1, and the sum of the inner angles of the polygon is 15840 degrees. How many polygons is this polygon? The sum of the inner angles of a polygon =(n-2) times 180 n-2 times180 =15840n-2 = 88n = 90, so it is a 90-sided polygon. There are two polygons A and B, and the sum of the sides and inner angles of polygon A is 2 times and 4 respectively. Let A be a 2x polygon and B be an x polygon (2x-2) *180 = 4 (x-2) *180, and x=3 is obtained, so A is a hexagon and B is a triangle. 3. The number of sides of two regular polygons is 1: 2, and the internal angle ratio is 2: 3, so the number of these two polygons should be less. The sum of the internal angles of the two polygons is (x-2) 180 and (2x-2) 180, respectively. Then the degrees of each inner angle are: a:(x-2) 180/x and b: (2x-2) 65438+. So one polygon is a quadrilateral and the other is an octagon. 4. A polygon with an internal angle of 120 degrees is _ _ _ _ _, and it * * * has _ _ diagonal lines, each with an internal angle of 120 degrees, so each internal angle is 60 degrees. Let this polygon have x sides (x-2) ×180 =120x180x-360 =120x60x = 360x = 6 hexagon with n diagonal lines: n * (n-3)/. Find the number of sides of two polygons. Let a polygon have n sides and another polygon have 5/2*n sides. According to the formula180 (x-2)+180 (5/2 * n-2) =1800n = 45/2 * n =10.
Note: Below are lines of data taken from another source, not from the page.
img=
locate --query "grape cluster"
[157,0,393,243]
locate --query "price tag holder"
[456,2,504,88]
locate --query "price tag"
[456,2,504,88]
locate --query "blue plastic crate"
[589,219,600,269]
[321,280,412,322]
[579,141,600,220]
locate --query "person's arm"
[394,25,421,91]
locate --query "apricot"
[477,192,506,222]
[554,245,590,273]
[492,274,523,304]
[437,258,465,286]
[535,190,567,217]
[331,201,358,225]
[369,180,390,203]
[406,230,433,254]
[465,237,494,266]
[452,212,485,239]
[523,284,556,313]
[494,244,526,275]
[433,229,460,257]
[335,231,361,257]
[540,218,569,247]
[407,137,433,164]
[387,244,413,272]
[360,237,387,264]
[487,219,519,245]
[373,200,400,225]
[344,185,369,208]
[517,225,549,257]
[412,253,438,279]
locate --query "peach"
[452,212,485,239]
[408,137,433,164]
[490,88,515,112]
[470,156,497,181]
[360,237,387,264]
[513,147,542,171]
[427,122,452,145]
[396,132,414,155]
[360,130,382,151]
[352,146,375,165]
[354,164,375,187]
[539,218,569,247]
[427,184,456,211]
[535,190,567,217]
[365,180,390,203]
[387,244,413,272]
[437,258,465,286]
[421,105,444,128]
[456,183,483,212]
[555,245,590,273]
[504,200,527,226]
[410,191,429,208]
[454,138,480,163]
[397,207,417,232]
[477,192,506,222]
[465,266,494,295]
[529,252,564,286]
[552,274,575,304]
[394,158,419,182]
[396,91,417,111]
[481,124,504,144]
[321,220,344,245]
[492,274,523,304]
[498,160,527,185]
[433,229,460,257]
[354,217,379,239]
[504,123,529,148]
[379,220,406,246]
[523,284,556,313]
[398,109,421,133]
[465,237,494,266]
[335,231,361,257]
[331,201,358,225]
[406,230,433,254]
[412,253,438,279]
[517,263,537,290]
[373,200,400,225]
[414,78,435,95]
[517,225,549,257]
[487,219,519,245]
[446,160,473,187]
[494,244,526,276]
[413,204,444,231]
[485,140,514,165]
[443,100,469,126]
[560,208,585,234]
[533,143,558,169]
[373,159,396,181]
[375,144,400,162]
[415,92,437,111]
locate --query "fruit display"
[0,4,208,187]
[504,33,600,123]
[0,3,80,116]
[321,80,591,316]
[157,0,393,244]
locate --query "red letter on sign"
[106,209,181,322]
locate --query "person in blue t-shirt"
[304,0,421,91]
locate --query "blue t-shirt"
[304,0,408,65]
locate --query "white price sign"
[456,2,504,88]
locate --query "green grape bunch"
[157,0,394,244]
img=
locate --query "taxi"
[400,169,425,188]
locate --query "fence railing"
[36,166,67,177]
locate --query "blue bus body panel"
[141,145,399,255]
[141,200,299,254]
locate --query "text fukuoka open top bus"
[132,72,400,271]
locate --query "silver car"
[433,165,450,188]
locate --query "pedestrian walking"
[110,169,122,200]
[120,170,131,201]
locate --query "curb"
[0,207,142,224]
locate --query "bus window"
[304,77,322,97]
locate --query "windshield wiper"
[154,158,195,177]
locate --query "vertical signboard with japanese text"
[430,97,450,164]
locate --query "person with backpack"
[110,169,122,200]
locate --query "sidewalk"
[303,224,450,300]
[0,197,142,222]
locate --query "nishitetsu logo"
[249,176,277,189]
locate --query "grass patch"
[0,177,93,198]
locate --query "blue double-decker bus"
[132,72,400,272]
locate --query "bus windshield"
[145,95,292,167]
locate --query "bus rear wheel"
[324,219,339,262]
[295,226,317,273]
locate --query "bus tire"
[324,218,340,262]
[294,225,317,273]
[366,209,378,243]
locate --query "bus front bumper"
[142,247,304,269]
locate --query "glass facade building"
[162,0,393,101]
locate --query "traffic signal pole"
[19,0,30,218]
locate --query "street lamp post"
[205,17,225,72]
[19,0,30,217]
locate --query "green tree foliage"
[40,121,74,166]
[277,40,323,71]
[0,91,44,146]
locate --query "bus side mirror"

It is known that there are two odd numbers and one even number among the three numbers A, B and C, and n is an integer. If s = (a+n+1) (b+2n+2) (c+3n+3), what is the number of s?

S=(a+n+ 1)(b+2n+2)(c+3n+3)

Note that if b is even, then b+2n+2 is even, so s is even.

If b is odd, then a and c are odd and even.

At this time, the parity of a+n+ 1 and c+3n+3 is different, and their product is even, so s is even.

Therefore, s is always an even number.

At 100 yuan, I bought 100 pens, each 3 yuan for pencils, each 5 yuan for ballpoint pens and 5 red pens 1 yuan. Ask the number of each pen clearly.

Set x, y, z y, z pencils, ballpoint pens and red pens respectively.

x+y+z= 100

3x+5y+( 1/5)z= 100

x=200-2.4z

y = 1.4z- 100

Z is less than 250/3 and more than 500/7.

X, y, z, y and z are all positive integers.

Z=80 or 75

X=8 or 20, y= 12 or 5.

Party A and Party B take 54 cards in turn, and each person can take 1 ~ 4 cards at a time, but can't leave. It is stipulated that taking the last card is a loss, and Party A takes it first. Who has a winning strategy? Please provide a justification for the answer.

First of all, A takes three cards, and then B takes the number of 5 no matter how many cards he takes, that is, B takes 2 A for 3, B takes 1 A for 4, and finally B loses.

If A and B are reciprocal, and M and N are reciprocal, find the value of M÷?ab-(-n )÷?ab.

Because A and B are reciprocal, ab= 1.

M+n=0, because m and n are reciprocal.

That is, m ÷ ab-(-n) ÷ ab = m-(-n) = m+n = 0.

An electronic clock is installed in the bell tower of the railway station, and a small colored lamp is installed on the boundary of the clock face in minutes. At 9: 35: 20 in the evening, how many small color lights were installed at the A corner between the hour hand and the minute hand?

At 9: 35: 20, it is obvious that the minute hand is between 35 and 36. At this time, the position of the hour hand is calculated: the minute hand walks 60 squares and the hour hand walks 5 squares. So the hour hand goes (35.3 minutes (35 minutes and 20 seconds) /60)*5=2.94 square, so the hour hand is between 47 and 48, so there is a lantern 65438 in the included angle.